An email triaging system that can sort large amounts of unread emails intelligently into relevant queues.
The email triage system uses a fine-tuned RoBERTa transformer model to perform multi-label text classification, allowing incoming messages to be automatically routed to the correct operational queue. For identifying high-urgency emails, the system employs a secondary ML pipeline built with TF-IDF text features, categorical metadata encoding, and a Linear SVM classifier. Both models are integrated into an Outlook-based automation script that processes unread mail, applies classification logic, and logs routing events in real time. The system also records detailed metadata including routing decisions, priority scores, sender information, and processing latency to support monitoring and visualization through a Streamlit dashboard.

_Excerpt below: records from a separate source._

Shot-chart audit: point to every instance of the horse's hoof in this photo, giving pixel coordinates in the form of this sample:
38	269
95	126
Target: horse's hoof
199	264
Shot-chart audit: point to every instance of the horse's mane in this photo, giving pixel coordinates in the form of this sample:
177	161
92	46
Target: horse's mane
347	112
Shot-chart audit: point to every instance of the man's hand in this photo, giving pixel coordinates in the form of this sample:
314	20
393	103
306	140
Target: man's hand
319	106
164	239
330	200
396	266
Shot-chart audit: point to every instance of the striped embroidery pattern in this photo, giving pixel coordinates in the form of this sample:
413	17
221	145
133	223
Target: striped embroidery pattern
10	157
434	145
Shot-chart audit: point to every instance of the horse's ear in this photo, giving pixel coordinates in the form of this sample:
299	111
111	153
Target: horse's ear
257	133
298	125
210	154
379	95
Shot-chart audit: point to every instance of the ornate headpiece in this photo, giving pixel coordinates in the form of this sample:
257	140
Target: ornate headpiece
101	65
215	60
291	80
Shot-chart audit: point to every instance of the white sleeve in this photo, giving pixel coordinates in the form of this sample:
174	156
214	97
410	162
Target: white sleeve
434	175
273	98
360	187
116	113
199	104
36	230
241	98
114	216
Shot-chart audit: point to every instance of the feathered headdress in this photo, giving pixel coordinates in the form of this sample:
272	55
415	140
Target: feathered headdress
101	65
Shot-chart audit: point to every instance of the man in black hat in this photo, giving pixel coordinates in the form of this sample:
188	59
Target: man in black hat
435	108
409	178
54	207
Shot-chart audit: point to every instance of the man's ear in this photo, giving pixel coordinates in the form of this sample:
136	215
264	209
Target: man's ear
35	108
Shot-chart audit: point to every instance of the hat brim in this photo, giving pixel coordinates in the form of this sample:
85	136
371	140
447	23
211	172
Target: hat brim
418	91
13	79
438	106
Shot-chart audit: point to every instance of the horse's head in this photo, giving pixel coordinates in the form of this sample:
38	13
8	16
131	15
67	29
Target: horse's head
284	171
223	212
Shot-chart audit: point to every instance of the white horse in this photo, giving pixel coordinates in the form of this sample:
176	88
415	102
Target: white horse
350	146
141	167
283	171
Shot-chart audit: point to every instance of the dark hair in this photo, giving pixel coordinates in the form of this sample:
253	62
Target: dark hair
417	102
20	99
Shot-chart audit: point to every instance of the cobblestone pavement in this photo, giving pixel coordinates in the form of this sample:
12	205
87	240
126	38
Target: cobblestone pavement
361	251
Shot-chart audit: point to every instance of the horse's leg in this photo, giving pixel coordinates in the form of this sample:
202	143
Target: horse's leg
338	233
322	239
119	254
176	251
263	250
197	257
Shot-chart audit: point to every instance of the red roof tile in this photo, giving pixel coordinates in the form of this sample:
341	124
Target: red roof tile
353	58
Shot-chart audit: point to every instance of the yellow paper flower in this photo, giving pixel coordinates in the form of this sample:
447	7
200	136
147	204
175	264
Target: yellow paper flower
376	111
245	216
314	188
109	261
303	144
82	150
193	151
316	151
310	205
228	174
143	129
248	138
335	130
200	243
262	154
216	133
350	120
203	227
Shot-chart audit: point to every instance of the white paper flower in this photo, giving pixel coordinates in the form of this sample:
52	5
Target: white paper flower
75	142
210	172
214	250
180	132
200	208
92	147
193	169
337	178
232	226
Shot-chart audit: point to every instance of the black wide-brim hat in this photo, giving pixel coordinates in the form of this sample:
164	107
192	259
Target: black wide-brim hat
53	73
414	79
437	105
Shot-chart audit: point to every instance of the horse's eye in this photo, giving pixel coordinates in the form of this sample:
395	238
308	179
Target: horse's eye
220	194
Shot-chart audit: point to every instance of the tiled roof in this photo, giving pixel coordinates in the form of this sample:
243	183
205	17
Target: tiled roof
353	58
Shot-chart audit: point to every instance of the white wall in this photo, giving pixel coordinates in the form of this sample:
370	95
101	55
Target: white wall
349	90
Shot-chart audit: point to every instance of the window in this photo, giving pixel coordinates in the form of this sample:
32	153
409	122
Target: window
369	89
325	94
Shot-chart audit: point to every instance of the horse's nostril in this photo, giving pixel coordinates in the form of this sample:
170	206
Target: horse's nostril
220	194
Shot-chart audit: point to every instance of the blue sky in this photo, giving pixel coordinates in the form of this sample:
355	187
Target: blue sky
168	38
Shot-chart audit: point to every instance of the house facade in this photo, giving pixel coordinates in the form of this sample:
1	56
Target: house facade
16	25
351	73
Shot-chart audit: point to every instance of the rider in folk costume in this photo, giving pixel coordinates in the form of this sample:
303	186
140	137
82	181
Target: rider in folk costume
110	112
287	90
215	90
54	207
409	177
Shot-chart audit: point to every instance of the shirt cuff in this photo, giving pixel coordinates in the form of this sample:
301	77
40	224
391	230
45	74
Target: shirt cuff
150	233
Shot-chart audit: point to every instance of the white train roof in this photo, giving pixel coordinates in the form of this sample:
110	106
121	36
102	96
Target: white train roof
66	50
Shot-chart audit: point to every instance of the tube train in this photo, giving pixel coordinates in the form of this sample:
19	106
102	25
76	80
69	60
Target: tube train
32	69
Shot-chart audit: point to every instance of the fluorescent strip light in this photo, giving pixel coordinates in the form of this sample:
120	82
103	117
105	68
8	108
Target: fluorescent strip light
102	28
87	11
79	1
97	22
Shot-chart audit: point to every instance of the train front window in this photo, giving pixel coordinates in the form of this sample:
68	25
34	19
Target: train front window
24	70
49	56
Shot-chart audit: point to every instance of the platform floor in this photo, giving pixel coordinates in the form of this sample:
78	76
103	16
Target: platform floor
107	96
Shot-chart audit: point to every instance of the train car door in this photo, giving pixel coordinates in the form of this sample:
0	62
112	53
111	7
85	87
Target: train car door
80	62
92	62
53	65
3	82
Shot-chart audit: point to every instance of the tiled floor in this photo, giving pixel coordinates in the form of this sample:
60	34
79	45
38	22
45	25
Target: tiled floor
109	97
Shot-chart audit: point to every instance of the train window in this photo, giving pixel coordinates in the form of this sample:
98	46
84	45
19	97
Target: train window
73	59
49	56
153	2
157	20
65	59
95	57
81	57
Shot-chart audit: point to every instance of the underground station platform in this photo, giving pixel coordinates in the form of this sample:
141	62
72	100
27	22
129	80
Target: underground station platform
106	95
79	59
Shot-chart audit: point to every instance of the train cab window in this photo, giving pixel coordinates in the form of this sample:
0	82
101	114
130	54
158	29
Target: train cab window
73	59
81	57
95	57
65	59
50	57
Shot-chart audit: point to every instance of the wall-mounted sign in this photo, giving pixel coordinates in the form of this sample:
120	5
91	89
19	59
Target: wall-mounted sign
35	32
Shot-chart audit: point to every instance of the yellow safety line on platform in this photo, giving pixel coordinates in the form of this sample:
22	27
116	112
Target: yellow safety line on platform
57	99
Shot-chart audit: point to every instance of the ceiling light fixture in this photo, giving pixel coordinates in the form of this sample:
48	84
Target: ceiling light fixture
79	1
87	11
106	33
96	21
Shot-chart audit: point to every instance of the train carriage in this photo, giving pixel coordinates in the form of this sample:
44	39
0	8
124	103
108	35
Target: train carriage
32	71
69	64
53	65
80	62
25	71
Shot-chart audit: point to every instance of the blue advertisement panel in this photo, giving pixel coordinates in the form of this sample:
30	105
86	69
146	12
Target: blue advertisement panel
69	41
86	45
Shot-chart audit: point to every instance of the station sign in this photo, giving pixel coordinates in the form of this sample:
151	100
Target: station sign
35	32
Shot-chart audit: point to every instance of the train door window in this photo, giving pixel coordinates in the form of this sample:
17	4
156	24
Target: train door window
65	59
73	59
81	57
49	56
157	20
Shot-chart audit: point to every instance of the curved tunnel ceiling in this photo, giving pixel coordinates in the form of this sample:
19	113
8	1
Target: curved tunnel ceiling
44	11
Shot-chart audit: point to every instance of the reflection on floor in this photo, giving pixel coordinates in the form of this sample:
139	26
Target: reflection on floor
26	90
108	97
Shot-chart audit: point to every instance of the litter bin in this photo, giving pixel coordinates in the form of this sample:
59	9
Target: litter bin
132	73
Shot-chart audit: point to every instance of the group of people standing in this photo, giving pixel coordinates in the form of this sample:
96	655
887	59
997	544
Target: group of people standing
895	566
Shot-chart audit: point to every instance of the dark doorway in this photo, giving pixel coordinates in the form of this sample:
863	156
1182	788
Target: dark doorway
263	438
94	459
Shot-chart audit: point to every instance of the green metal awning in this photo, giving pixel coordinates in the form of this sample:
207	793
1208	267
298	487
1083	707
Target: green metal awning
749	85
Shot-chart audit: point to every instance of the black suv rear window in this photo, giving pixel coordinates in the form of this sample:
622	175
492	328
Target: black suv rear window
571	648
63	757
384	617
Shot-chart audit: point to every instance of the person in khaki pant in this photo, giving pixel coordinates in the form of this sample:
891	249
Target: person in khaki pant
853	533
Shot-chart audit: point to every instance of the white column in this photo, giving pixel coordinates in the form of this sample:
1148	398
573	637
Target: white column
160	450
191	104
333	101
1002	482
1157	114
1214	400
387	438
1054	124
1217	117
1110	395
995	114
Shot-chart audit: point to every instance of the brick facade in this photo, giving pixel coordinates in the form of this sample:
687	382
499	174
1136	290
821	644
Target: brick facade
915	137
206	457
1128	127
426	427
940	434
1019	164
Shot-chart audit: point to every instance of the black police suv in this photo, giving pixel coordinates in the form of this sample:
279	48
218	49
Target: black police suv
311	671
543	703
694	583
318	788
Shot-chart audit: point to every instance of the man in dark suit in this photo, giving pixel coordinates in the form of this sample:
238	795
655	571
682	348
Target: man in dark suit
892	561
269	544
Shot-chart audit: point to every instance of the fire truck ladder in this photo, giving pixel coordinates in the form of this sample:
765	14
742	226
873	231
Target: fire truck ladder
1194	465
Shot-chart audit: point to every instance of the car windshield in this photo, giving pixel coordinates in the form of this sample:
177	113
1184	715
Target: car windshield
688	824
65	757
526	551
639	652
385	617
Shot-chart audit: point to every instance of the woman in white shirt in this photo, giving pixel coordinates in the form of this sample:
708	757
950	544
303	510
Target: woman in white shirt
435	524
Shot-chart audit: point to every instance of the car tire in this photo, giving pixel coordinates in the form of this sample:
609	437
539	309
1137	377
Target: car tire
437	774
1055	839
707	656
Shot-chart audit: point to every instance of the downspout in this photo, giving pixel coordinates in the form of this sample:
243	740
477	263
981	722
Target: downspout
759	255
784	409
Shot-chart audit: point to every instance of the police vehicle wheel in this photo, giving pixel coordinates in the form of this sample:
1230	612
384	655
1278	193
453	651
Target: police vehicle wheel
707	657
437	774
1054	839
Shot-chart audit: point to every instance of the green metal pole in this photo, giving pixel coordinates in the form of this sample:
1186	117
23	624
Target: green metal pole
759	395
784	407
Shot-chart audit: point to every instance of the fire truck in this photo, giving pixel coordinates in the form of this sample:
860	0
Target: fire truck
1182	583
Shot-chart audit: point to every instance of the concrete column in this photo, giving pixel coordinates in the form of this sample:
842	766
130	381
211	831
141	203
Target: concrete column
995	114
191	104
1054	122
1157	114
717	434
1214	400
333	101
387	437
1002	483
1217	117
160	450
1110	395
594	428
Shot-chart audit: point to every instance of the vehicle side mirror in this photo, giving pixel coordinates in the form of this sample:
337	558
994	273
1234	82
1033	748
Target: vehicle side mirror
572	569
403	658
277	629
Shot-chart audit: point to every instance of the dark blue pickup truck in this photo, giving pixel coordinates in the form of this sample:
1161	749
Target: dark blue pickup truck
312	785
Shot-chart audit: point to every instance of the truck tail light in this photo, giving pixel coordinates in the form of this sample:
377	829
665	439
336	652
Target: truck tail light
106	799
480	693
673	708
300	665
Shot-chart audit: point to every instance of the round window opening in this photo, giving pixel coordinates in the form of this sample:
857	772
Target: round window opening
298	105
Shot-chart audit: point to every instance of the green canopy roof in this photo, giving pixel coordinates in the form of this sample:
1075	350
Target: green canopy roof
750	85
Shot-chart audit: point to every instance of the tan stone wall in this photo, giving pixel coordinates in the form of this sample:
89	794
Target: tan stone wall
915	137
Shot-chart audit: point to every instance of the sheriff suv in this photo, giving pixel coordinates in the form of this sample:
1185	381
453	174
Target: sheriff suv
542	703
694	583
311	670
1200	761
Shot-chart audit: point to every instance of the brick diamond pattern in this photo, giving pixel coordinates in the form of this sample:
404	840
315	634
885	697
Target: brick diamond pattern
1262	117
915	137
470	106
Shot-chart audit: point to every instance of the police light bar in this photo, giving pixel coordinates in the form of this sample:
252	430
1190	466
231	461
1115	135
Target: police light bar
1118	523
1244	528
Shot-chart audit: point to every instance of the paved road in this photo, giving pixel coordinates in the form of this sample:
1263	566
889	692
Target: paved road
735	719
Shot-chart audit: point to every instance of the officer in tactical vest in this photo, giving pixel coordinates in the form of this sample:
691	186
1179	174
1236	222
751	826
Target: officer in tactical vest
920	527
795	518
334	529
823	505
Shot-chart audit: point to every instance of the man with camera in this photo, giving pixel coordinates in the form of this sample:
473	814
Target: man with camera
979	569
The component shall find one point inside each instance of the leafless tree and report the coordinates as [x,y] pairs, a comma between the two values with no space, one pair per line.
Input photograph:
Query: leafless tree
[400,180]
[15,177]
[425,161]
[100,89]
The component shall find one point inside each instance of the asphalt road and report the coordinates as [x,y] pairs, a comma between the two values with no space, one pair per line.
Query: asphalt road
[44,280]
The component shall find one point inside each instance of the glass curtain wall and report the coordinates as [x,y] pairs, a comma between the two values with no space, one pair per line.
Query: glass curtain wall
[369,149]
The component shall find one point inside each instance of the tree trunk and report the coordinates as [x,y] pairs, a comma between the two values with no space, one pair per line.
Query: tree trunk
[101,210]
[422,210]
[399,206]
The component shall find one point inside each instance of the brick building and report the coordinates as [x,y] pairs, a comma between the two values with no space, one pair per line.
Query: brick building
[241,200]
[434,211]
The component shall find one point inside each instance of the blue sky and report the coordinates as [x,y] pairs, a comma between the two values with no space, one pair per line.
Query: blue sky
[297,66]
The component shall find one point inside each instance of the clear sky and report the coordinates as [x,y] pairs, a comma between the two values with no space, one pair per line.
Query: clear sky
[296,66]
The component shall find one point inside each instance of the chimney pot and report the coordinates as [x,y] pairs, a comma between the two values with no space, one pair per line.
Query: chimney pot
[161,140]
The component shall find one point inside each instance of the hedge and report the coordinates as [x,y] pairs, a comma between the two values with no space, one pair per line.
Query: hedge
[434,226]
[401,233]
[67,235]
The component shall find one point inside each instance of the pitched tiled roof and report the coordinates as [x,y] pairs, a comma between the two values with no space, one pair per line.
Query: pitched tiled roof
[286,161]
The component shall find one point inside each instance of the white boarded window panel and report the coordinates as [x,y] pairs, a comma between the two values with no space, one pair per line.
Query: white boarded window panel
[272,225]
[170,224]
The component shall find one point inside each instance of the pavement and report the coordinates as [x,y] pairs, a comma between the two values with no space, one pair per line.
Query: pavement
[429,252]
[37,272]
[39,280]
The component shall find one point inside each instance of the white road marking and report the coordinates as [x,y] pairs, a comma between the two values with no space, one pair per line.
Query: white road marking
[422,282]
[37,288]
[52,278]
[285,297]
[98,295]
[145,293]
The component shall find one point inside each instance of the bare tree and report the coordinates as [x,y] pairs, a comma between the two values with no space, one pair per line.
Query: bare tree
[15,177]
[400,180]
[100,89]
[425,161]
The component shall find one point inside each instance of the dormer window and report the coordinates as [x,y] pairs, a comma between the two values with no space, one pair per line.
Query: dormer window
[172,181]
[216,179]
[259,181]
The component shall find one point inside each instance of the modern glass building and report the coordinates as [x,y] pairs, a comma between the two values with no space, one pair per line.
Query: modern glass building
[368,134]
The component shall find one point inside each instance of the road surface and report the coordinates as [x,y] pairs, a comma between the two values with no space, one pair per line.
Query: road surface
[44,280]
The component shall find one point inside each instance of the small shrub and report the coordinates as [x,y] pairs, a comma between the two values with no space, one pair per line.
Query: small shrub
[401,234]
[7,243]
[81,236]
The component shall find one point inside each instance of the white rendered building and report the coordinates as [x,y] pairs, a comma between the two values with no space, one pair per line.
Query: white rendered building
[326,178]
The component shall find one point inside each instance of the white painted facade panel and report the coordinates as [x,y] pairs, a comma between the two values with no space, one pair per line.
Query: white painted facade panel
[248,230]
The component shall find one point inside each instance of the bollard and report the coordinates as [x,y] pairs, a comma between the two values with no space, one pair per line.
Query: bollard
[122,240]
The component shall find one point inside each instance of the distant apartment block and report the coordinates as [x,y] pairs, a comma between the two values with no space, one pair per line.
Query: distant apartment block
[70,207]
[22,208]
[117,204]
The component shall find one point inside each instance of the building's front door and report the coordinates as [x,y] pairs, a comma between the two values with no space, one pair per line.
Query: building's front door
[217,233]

Through this project, we gained hands-on experience fine-tuning transformer models (RoBERTa) for real-world text classification and integrating them into a production workflow. We strengthened our understanding of feature engineering and classical machine-learning techniques by building an SVM-based urgency classifier that complements the transformer model. We also learned how to automate Outlook using Python and COM APIs, enabling end-to-end email routing inside a live mailbox. Additionally, we developed a Streamlit dashboard that visualizes routing performance, priority distributions, and real-time processing logs, improving observability and system transparency.
We would love to further refine this tool by creating a comprehensive front end in the future so the user does not need to know how to use python scripts. Given sufficient time we would also further optimize our model and potentially add more features into its algorithm.